Even still, he noted, "in geology it's rare these days to revise the age of a large region of Earth by 500 million years."
Mired in Controversy
The findings have raised the ire of some researchers in India, "where the age of the basins has been sacrosanct," Meert added.
"Some Indian researchers think that we are wrong on the ages of the upper and lower sections, and [that] they both are only about 630 to 500 million years old," Meert said.
But the findings match with other recent work in the area, he added.
While his team focused on upper sedimentary sections of the basin, researchers in 2002 dated lower sediments at 1.8 to 1.5 billion years, older than the initial 1.4-billion-year age estimates, he said.
Bickford, who conducted a similar dating study in recent years in India's neighboring Chhattishgarh Basin, also found minerals dated at a billion years.
"There are a lot of implications to this," he said. "The one most exciting is the question of snowball Earth."
New Lease on Life
Supporters of the snowball Earth theory say evidence can be found in glacial etchings and sediment deposits that chart the ice flows long after it melted.
"One of the puzzling aspects of these basins, when they were thought to be younger, is that they contained no evidence of these severe glaciations," study leader Meert said. "If the rocks are as old as we think, then they should not contain glacial relics because they are too old."
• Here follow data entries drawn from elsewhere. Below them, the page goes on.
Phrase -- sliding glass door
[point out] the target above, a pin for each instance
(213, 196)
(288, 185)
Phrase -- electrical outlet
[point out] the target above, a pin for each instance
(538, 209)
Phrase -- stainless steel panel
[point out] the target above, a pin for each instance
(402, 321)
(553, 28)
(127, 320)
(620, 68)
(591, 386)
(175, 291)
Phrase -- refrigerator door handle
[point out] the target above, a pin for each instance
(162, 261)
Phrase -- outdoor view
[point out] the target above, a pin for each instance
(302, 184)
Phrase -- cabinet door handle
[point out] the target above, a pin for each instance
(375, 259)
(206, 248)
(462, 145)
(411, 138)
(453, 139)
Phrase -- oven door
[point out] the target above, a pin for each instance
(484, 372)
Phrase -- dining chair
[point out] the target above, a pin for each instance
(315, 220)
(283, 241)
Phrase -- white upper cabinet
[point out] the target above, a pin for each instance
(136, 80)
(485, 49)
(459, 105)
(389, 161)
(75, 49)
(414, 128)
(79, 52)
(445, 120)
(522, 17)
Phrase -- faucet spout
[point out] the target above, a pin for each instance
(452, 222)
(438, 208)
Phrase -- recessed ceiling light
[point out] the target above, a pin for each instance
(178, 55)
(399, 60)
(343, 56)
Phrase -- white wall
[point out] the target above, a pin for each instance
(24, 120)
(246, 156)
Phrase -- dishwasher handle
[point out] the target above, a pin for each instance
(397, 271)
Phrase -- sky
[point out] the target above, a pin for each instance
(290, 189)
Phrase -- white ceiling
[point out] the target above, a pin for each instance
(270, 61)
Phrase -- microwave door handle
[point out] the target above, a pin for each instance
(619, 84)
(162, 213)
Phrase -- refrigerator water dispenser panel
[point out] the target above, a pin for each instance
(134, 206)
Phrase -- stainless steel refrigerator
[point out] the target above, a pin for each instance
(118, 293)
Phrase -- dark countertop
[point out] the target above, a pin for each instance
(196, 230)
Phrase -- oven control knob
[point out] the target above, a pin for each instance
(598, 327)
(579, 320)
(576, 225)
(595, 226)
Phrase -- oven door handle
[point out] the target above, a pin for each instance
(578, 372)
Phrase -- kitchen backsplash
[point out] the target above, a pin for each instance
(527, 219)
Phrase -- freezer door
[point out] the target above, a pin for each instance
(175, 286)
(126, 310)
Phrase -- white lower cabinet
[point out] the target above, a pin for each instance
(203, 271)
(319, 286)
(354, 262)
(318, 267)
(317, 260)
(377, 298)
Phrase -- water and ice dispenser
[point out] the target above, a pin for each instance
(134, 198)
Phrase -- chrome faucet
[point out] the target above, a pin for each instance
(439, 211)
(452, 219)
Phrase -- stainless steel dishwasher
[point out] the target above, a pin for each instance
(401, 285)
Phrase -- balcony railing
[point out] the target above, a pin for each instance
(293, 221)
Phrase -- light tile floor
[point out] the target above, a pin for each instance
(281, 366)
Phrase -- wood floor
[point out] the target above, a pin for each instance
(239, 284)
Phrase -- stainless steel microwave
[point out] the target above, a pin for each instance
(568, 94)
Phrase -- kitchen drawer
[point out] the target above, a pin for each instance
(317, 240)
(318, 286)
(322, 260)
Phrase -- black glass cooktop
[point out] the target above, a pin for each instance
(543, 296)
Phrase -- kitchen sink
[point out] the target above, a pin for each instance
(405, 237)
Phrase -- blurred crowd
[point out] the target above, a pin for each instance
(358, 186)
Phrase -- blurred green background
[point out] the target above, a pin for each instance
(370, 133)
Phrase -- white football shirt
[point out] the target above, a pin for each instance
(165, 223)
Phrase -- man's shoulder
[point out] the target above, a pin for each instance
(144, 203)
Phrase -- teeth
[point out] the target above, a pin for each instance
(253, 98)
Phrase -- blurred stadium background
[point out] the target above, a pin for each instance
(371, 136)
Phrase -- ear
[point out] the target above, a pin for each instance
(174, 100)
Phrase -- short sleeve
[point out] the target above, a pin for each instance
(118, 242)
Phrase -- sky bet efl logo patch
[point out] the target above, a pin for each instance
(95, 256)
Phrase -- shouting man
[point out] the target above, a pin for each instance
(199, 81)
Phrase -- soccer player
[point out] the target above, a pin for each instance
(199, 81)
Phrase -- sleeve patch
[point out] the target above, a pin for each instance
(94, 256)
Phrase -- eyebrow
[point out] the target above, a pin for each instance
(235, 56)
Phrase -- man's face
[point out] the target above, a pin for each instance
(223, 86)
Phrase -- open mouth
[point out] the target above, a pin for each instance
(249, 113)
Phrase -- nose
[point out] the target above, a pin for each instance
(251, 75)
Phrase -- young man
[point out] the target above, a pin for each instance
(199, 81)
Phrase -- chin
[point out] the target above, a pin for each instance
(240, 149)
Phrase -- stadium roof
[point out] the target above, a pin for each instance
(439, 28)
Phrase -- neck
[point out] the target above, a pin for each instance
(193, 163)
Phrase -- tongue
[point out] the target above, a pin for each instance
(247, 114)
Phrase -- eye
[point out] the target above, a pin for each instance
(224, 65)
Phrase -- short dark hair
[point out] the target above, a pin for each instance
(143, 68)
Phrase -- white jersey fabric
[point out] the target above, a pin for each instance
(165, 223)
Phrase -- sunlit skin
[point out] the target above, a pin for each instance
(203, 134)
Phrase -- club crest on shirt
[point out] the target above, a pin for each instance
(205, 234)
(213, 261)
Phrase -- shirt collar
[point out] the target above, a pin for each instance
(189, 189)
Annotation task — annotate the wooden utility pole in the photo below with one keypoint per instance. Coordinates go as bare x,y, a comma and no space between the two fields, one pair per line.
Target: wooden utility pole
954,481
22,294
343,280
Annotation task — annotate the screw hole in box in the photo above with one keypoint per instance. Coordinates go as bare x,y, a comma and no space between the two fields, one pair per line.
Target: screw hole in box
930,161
Given the new age assessments, the basins would have been filled with sediment 500 million years ago, which explains the lack of glacial evidence, Bickford said.
And the new age estimates of the basins may potentially have a ripple effect on how life is believed to have developed on Earth, Meert said.
The new findings would mean that any verified fossils of multicellular organisms found in both the upper and lower sediments are older by hundreds of millions of years, he said.
Some researchers, for example, have made disputed claims about the discovery of multicellular creatures in the area dating to 1.6 billion years ago.
(Related: "Indian Fossil Bed Being Ground Into Cement" [February 6, 2008].)
If this speculation is verified, Meert said, "that would drastically impact our theories on the evolution of multicellularity."